You liar. Probably the only event you remember from World History class is the time Jeffrey Brunderman made a spitball so large that he couldn’t get it out of his mouth without emergency medical assistance. To refresh your memory: In the early 19th century, British traders were making big money getting opium from India and selling it, illegally, in China. In 1839, the Chinese emperor tried to put a stop to this. Britain, which at the time had a vast empire and a major butt-kicking navy, was outraged that some pissant emperor would dare to interfere with the activities of legitimate British businessmen just because they were smuggling drugs.

So Britain sent a fleet to attack. The Chinese were quickly defeated and forced to sign a treaty under which, among other things, Britain got Hong Kong. Over the years Britain added more land to the Hong Kong colony which is ruled by a governor appointed by the crown. Historically, the Hong Kong residents, who are overwhelmingly Chinese, have had virtually no say in their government.

But for a long time Hong Kong didn’t concern itself much with politics, because there was a lot of money to be made. There still is. Hong Kong today is a major international trade and financial center. It’s a busy place—410

square miles supporting six million people, most of them jammed together around the spectacular, hard-working Hong Kong harbor, which we travel writers are required, by law, to describe as “teeming.”

And it is teeming. All day, all night, the dirty brown water is churned

by boats, all sizes and shapes, barely missing each other as they bustle in all directions on urgent boat errands. Many are ferryboats, which cross the harbor constantly, carrying the teeming masses of people—mostly well-dressed, prosperous-looking people—to and from the downtown business district, which looks like a full-size version of an Epcot Center scale model of the City of Tomorrow: dozens of breathtakingly tall, shiny, modernistic buildings, none of which appears to be more than a few days old, with newer ones constantly going up. Connecting these buildings, over the teeming streets, are teeming walkways, which lead to vast, staggeringly opulent shopping centers with gleaming floors and spotless stores teeming with cameras, electronics, silks,jewelry, and other luxury items of all kinds.

This is not a place for quiet reflection. This is the Ultimate Shopping Mall. This is a place where everything is for sale, and you can bargain your brains out. This is a place where you can feel your credit cards teeming in your wallet, hear their squeaky little plastic voices calling, “Let us out! Let us OUT!!” This is a place so rich and modern and fast-paced and sophisticated that it makes New York seem like a dowdy old snooze of a town.

In short, this is a place that screams: “We’re RICH, SUCCESSFUL CAPITALISTS, and we’re DAMNED PROUD OF IT!”

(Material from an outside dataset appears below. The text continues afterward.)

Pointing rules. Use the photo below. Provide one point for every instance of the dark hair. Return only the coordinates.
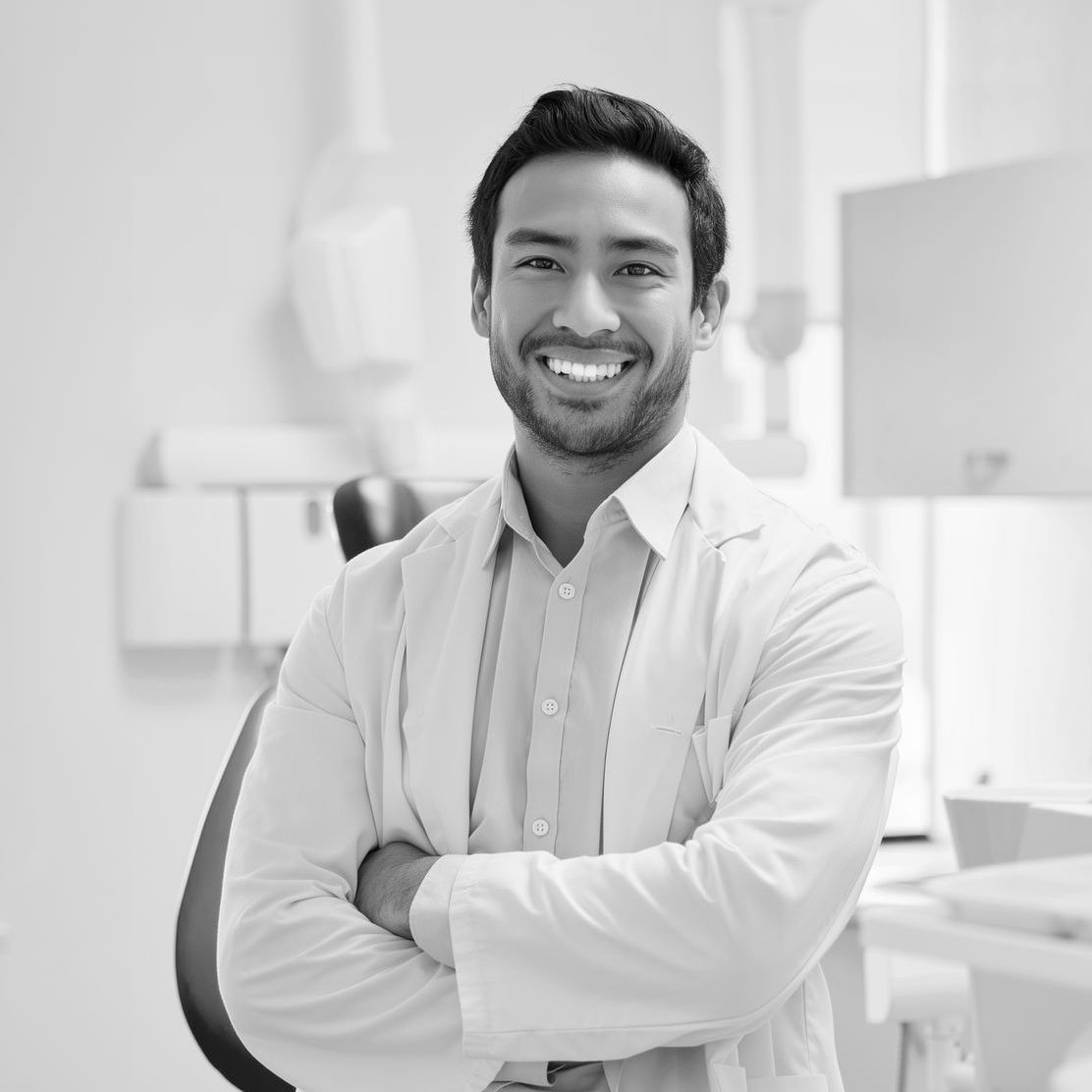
(582, 119)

And on June 30, 1997, Britain is going to give it all—the whole marvelous money machine, and all its human dependents—to the People’s Republic of China. China has long claimed that Britain has no right to Hong Kong, and in 1984, after much negotiation between the two nations, Britain agreed to get out in 1997.

So in a little over five years, the people of Hong Kong—Who never got to vote on any of this—will simply be handed over to China, as though they were some kind of commodity, nothing but a load of pork bellies being traded. The Chinese leaders have promised that they won’t make any drastic changes in Hong Kong, but nobody believes this. These are, after all, the same fun dudes who gave us the Tiananmen Square massacre.